- Builder: Maffei
- Build date: 1877–1878
- Total produced: 10
- Configuration:: ​
- • Whyte: 0-6-0T
- Gauge: 1,435 mm (4 ft 8+1⁄2 in)
- Driver dia.: 1,212 mm (3 ft 11+3⁄4 in)
- Length:: ​
- • Over beams: 8,801 mm (28 ft 10+1⁄2 in)
- Axle load: 15.2 t (15.0 long tons; 16.8 short tons)
- Adhesive weight: 44.6 t (43.9 long tons; 49.2 short tons)
- Service weight: 44.6 t (43.9 long tons; 49.2 short tons)

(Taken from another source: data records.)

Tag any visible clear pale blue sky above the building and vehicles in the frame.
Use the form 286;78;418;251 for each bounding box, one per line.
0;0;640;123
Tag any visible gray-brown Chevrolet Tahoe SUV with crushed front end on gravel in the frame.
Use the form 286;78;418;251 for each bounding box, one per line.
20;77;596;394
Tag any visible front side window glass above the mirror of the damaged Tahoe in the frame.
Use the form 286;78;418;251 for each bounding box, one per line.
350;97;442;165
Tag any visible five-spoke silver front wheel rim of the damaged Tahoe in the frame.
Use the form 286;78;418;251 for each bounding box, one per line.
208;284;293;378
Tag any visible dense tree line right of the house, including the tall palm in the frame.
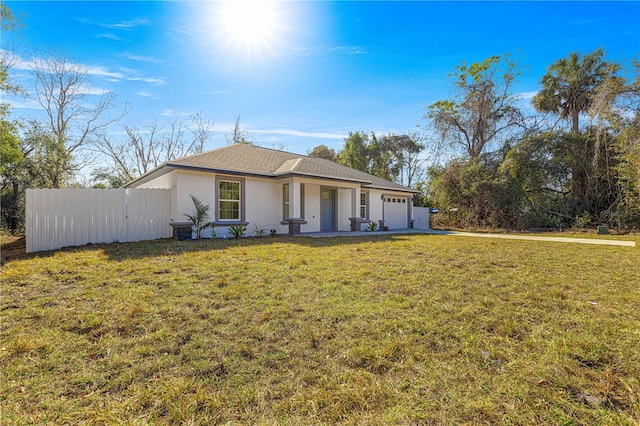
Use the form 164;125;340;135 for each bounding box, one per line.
310;49;640;229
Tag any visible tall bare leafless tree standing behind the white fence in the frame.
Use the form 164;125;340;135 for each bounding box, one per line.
30;51;126;188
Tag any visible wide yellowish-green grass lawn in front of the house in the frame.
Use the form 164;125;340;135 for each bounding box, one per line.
0;235;640;425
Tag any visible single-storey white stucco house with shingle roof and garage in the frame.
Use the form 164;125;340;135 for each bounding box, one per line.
126;144;416;236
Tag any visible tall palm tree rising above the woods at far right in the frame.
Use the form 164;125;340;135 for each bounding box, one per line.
533;49;618;133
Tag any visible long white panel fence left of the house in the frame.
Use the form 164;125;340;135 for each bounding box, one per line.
26;189;171;253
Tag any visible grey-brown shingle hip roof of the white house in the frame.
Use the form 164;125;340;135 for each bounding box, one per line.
138;144;416;192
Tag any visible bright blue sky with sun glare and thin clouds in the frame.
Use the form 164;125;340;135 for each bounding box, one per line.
2;1;640;153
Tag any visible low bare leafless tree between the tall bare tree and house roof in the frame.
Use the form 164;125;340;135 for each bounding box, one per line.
94;114;213;185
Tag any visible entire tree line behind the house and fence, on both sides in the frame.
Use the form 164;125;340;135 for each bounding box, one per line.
0;3;640;232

- Boiler pressure: 12 kgf/cm^{2} (1,180 kPa; 171 lbf/in^{2})
- Heating surface:: ​
- • Firebox: 1.64 m^{2} (17.7 sq ft)
- • Evaporative: 92.00 m^{2} (990.3 sq ft)
- Cylinders: 2
- Cylinder size: 420 mm (16+9⁄16 in)
- Piston stroke: 610 mm (24 in)
- Maximum speed: 45 km/h (28 mph)
- Numbers: K.Bay.Sts.E: 379–384, 793–796; DRG: 89 8101 – 89 8110;
- Retired: 1928

= Bavarian D V =

The 10 examples of the Class D V (pronounced "D 5") steam engine belonging the Royal Bavarian State Railways (Königlich Bayerische Staatsbahn) were the first six-coupled tank locomotives in Bavaria. They were intended specifically for working the hilly route between Plattling and Eisenstein. Because they did not deliver the expected performance, however, they were soon relegated to shunting duties.

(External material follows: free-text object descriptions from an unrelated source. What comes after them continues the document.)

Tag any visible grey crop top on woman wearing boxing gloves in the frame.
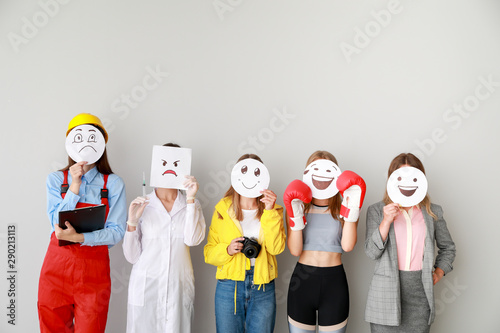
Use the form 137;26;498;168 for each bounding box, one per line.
302;205;343;253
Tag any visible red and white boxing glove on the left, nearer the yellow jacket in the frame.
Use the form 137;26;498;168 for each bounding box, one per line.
283;179;312;230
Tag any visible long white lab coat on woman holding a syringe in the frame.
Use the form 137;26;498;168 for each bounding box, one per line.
123;191;206;333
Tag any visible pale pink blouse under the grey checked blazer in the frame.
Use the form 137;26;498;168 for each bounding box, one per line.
394;206;427;271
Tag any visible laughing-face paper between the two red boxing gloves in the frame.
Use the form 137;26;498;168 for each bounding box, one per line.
302;159;342;199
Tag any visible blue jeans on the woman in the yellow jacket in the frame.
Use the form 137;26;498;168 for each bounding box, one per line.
215;267;276;333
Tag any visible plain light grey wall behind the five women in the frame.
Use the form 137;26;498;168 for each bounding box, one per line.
0;0;500;333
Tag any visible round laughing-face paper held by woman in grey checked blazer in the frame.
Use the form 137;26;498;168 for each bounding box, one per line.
387;167;428;207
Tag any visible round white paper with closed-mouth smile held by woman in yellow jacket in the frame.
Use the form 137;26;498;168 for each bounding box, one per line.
231;158;271;198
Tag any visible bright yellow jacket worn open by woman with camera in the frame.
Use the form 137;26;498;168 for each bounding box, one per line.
204;197;286;284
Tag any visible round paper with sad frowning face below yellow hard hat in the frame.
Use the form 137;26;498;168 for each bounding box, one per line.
66;124;106;164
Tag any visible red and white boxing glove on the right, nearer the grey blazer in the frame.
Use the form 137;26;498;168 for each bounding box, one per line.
337;170;366;222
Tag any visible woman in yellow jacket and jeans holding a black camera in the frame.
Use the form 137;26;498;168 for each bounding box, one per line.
204;154;286;333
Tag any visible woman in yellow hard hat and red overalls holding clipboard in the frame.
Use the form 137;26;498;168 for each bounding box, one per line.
38;113;127;333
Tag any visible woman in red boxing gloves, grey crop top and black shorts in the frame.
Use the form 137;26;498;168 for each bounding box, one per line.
283;151;366;333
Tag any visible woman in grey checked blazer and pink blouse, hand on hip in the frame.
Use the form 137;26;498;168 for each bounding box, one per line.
365;154;455;333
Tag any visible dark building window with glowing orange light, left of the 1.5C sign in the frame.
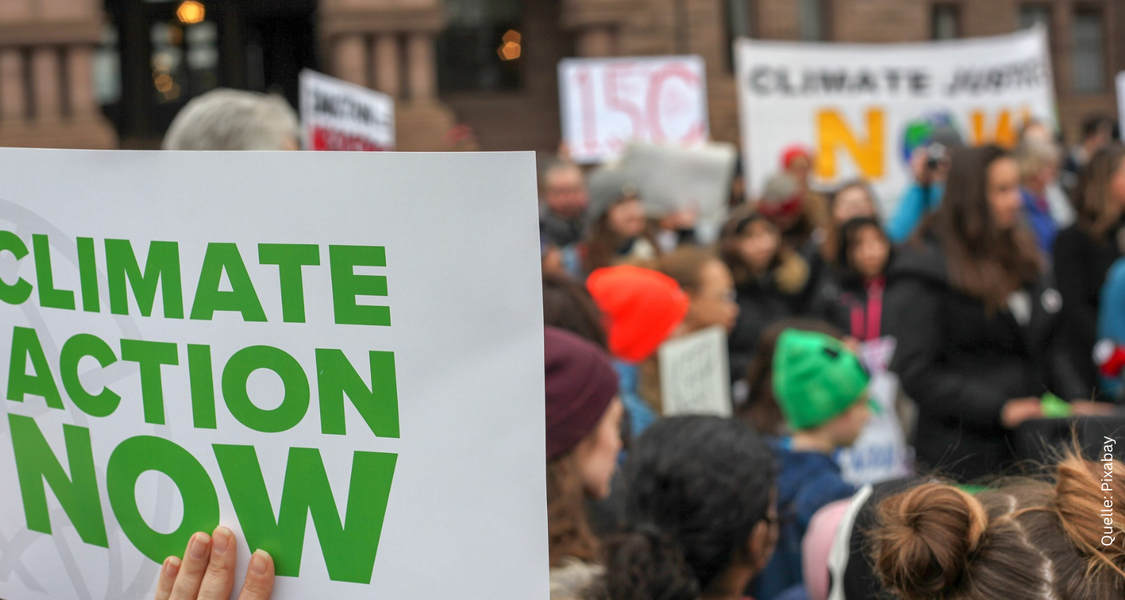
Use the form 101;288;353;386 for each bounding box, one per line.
438;0;525;93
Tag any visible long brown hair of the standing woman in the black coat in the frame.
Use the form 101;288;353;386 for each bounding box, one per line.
918;145;1042;311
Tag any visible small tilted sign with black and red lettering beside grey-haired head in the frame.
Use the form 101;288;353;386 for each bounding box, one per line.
300;69;395;151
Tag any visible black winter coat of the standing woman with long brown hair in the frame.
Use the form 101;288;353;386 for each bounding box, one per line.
884;236;1085;481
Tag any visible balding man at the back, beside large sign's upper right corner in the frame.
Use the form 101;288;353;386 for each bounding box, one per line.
539;160;590;250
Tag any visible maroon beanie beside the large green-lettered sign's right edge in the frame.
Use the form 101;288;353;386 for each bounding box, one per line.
543;328;618;460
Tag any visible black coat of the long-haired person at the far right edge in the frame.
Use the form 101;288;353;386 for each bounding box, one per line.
1054;225;1121;396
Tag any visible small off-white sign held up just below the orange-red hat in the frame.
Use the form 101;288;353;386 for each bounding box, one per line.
658;326;731;417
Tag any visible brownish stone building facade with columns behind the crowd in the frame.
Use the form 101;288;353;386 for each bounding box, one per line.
0;0;1125;153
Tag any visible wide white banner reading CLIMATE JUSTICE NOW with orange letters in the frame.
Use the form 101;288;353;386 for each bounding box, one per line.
735;28;1055;215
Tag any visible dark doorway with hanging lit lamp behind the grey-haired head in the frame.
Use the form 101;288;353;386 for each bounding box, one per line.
102;0;317;147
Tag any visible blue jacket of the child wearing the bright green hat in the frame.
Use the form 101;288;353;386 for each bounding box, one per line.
755;444;855;600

That said, all 10 engines went into the Reichsbahn, where they were incorporated into the numbering plan as the Class 89.81. However, they were soon replaced by Class 89.6, the ex-Bavarian R 3/3 engines. They began to be taken out of service in 1925. The last two, numbers 89 8106 and 89 8107 were retired in 1928.